Amanda tem obrigação de saber do que fala. Vive com uma família inglesa e trabalha em dois locais distintos por onde passam muitas pessoas todos os dias. De manhã, serve num café de Portobello Road e à tarde vai para um pub de Piccadilly Circus, habitualmente frequentado por profissionais de televisão e de marketing associado aos media.

"Ainda ontem [sexta-feira] reparei nisso. Como são clientes regulares, deu para notar as diferenças: beberam mais do que o habitual e, ao contrário do que é costume, chegavam e saíam em grupos. Só quem estiver distraído é que não nota o que está a acontecer. Eu própria estou muito assustada. Ainda não voltei a andar de metropolitano e, quando vim para aqui, hesitei, mas acabei por vir de autocarro. Mas passei o tempo todo a olhar para as pessoas e a reparar no que elas traziam. Sei que é uma paranóia, mas estava toda a gente a fazer o mesmo. Pode ser que daqui a uns dias já seja diferente, mas por enquanto é assim."

Estes são sinais de uma inquietação que poderá adquirir novos contornos nos próximos dias. Quando a maioria dos londrinos regressar aos seus empregos, as escolas reabrirem e as pessoas voltarem a ter de utilizar os transportes públicos. Em simultâneo com a divulgação oficial da identidade das vítimas e a realização dos respectivos funerais. O que, até ao momento, ainda não se verificou, estando por se saber quando é que tais cerimónias poderão ocorrer.

ATENTADO TERRORISTA EM LONDRES

Um alerta dos serviços secretos sobre eventual ameaça terrorista levou a polícia britânica a evacuar o centro de Birminghan, ontem à noite. Em Londres , onde os utentes dos transportes públicos vigiam com atenção as bagagens uns dos outros, o Governo apelou para que, quinta-feira, se façam dois minutos de silêncio em memória das vítimas. Perto do mercado de Portobello Road, frequentado por turistas e londrinos, a polícia procura indícios. e as famílias dos desaparecidos vivem horas de angústia.

Lançamento de romance cancelado por livraria

A livraria Waterstone cancelou o lançamento oficial do livro Incendiary devido aos atentados na cidade de Londres na passada quinta-feira. O romance, do estreante Chris Cleave, conta a história de uma mulher que perdeu o filho e o marido num atentado suicida, no estádio do Arsenal. O livro é uma carta aberta a Osama ben Laden. A obra está à venda na Internet, nas lojas da Amazon, incluindo na britânica.

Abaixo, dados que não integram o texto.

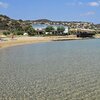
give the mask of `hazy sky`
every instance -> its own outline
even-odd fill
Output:
[[[24,20],[100,23],[100,0],[0,0],[0,14]]]

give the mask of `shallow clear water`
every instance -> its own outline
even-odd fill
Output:
[[[0,100],[100,100],[100,40],[1,49]]]

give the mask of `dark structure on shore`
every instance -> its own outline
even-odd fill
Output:
[[[94,30],[78,30],[77,31],[77,37],[93,37],[95,35],[95,31]]]

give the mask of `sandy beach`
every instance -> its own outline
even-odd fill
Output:
[[[6,48],[16,45],[23,45],[23,44],[31,44],[31,43],[39,43],[39,42],[49,42],[49,41],[57,41],[57,40],[79,40],[81,38],[77,38],[75,35],[70,36],[47,36],[47,37],[14,37],[12,38],[2,38],[0,40],[0,48]]]

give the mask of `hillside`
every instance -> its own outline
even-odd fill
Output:
[[[14,20],[5,15],[0,15],[0,30],[22,30],[28,23],[23,20]]]
[[[30,26],[31,24],[53,24],[53,25],[65,25],[69,28],[85,28],[85,29],[100,29],[100,24],[93,24],[90,22],[77,22],[77,21],[51,21],[48,19],[39,19],[39,20],[15,20],[11,19],[8,16],[0,15],[0,30],[22,30],[26,26]]]

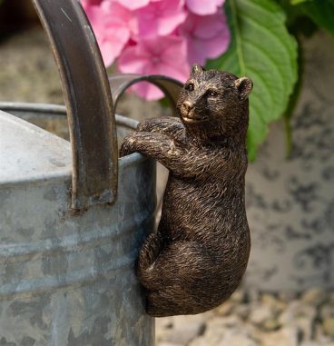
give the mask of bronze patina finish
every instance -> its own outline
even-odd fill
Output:
[[[180,119],[141,124],[121,148],[170,170],[158,231],[145,241],[137,275],[147,313],[194,314],[238,287],[250,248],[245,211],[248,78],[198,64],[178,100]]]

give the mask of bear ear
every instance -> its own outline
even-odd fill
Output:
[[[234,81],[234,84],[239,91],[239,98],[245,101],[253,88],[253,83],[250,78],[241,77]]]
[[[194,64],[192,67],[191,75],[199,75],[205,71],[200,64]]]

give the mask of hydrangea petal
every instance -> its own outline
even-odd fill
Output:
[[[139,35],[170,35],[187,16],[183,5],[183,0],[161,0],[138,10]]]
[[[213,15],[223,3],[224,0],[186,0],[190,11],[200,15]]]
[[[173,35],[142,39],[137,45],[123,50],[118,68],[123,73],[163,74],[185,81],[189,73],[186,42]],[[152,84],[141,83],[133,86],[133,90],[147,100],[162,96],[162,93]]]
[[[204,64],[208,58],[218,57],[230,44],[230,31],[222,9],[211,15],[190,15],[180,33],[187,39],[191,64]]]
[[[129,10],[137,10],[138,8],[146,6],[150,0],[116,0]]]

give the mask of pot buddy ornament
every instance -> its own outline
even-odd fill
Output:
[[[121,155],[139,152],[170,171],[156,233],[136,273],[155,317],[195,314],[231,296],[245,272],[249,78],[192,66],[177,104],[180,119],[140,124]]]

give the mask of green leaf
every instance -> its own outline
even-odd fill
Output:
[[[306,1],[309,1],[309,0],[290,0],[290,3],[291,5],[300,5],[300,4],[305,3]]]
[[[334,35],[334,0],[306,1],[298,7],[300,7],[319,26]]]
[[[249,157],[254,160],[270,122],[282,116],[297,80],[297,44],[285,26],[285,14],[273,0],[228,0],[232,34],[227,53],[210,68],[247,75],[250,96]]]

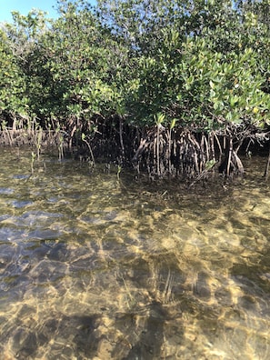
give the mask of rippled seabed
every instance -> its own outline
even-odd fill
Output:
[[[0,151],[1,359],[270,357],[261,159],[233,190],[166,200],[45,155],[30,176],[31,153]]]

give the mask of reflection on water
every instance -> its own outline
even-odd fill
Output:
[[[29,154],[1,150],[1,359],[269,358],[261,160],[189,195]]]

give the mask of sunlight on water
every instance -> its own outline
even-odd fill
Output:
[[[269,358],[261,159],[234,188],[188,195],[1,156],[0,359]]]

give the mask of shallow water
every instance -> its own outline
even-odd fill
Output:
[[[265,159],[211,193],[0,155],[1,359],[270,357]]]

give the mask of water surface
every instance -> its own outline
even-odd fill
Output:
[[[265,159],[198,192],[0,152],[1,359],[269,358]]]

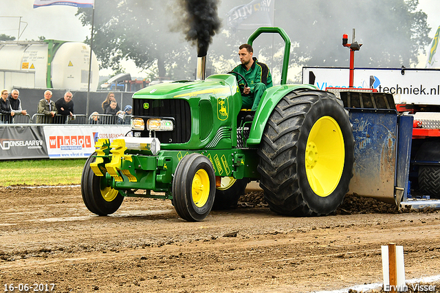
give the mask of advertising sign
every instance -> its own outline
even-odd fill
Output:
[[[43,129],[0,126],[0,160],[47,158]]]
[[[98,138],[112,140],[124,136],[130,126],[63,125],[43,126],[50,158],[87,158],[95,151]]]
[[[320,89],[349,87],[349,69],[303,67],[302,83]],[[355,68],[353,87],[394,94],[396,104],[440,105],[440,69]]]

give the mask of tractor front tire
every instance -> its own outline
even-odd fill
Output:
[[[239,199],[245,194],[245,189],[248,183],[248,178],[221,177],[221,185],[217,187],[215,191],[212,209],[225,210],[236,208]]]
[[[96,176],[90,168],[90,163],[95,162],[92,153],[84,165],[81,175],[81,195],[87,209],[100,216],[113,214],[121,206],[124,197],[107,184],[105,174]]]
[[[176,168],[172,192],[173,204],[181,218],[204,219],[215,197],[215,174],[209,159],[195,153],[184,156]]]
[[[340,99],[318,90],[287,94],[261,140],[260,186],[272,210],[324,215],[341,204],[353,176],[354,139]]]
[[[440,198],[440,166],[420,165],[419,187],[424,195]]]

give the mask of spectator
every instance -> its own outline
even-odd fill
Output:
[[[60,121],[58,121],[60,123],[65,123],[67,116],[70,116],[71,118],[74,116],[74,101],[72,100],[72,97],[73,95],[70,91],[66,91],[64,97],[55,102],[58,113],[63,115]]]
[[[109,107],[105,110],[104,113],[113,115],[115,117],[109,118],[109,123],[115,124],[116,121],[116,116],[121,113],[124,113],[120,110],[118,110],[118,103],[116,102],[116,100],[110,101],[110,105],[109,105]]]
[[[15,115],[27,115],[26,110],[21,109],[21,101],[19,98],[19,90],[14,89],[8,96],[8,100],[9,100],[9,103],[11,105],[11,108]]]
[[[111,102],[112,100],[114,100],[115,102],[116,101],[116,99],[115,98],[115,94],[113,92],[109,92],[107,94],[107,97],[105,100],[102,102],[102,111],[104,114],[106,110],[107,109],[107,108],[109,108],[110,102]],[[120,110],[119,106],[117,106],[116,109],[118,109],[118,111]]]
[[[3,123],[12,123],[12,117],[15,114],[12,111],[11,105],[8,100],[8,89],[1,91],[0,98],[0,122]]]
[[[90,124],[100,124],[99,119],[99,113],[95,111],[91,113],[90,118]]]
[[[36,117],[36,123],[52,123],[53,122],[54,117],[58,111],[54,101],[50,100],[52,97],[52,92],[51,91],[47,90],[44,92],[44,98],[38,102],[36,113],[44,114],[45,116],[38,115]]]
[[[131,111],[132,108],[131,106],[127,105],[124,108],[124,112],[120,113],[119,116],[119,119],[118,120],[118,124],[130,124],[131,119]]]

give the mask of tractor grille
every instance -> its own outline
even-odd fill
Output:
[[[203,100],[199,103],[200,113],[200,140],[208,138],[212,129],[212,106],[209,100]]]
[[[134,116],[143,118],[146,123],[151,118],[174,118],[175,128],[173,131],[155,132],[155,137],[162,143],[182,144],[190,140],[191,111],[189,104],[185,100],[133,99],[133,113]],[[148,135],[148,131],[141,133],[142,138]]]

Depois dos atentados nascem os heróis

Tal como aconteceu em Nova Iorque, após o 11 de Setembro, também em Londres nascem os chamados Heróis do 7/7''. Que o diga Paul Dadge, que percorreu o mundo numa foto em que se via o bombeiro, de 28 anos, a amparar uma mulher com a face coberta por um pano branco. Ou Helen Long, de 38 anos. Esta, empregada no metro, manteve-se de mão dada com um homem que havia perdido uma perna.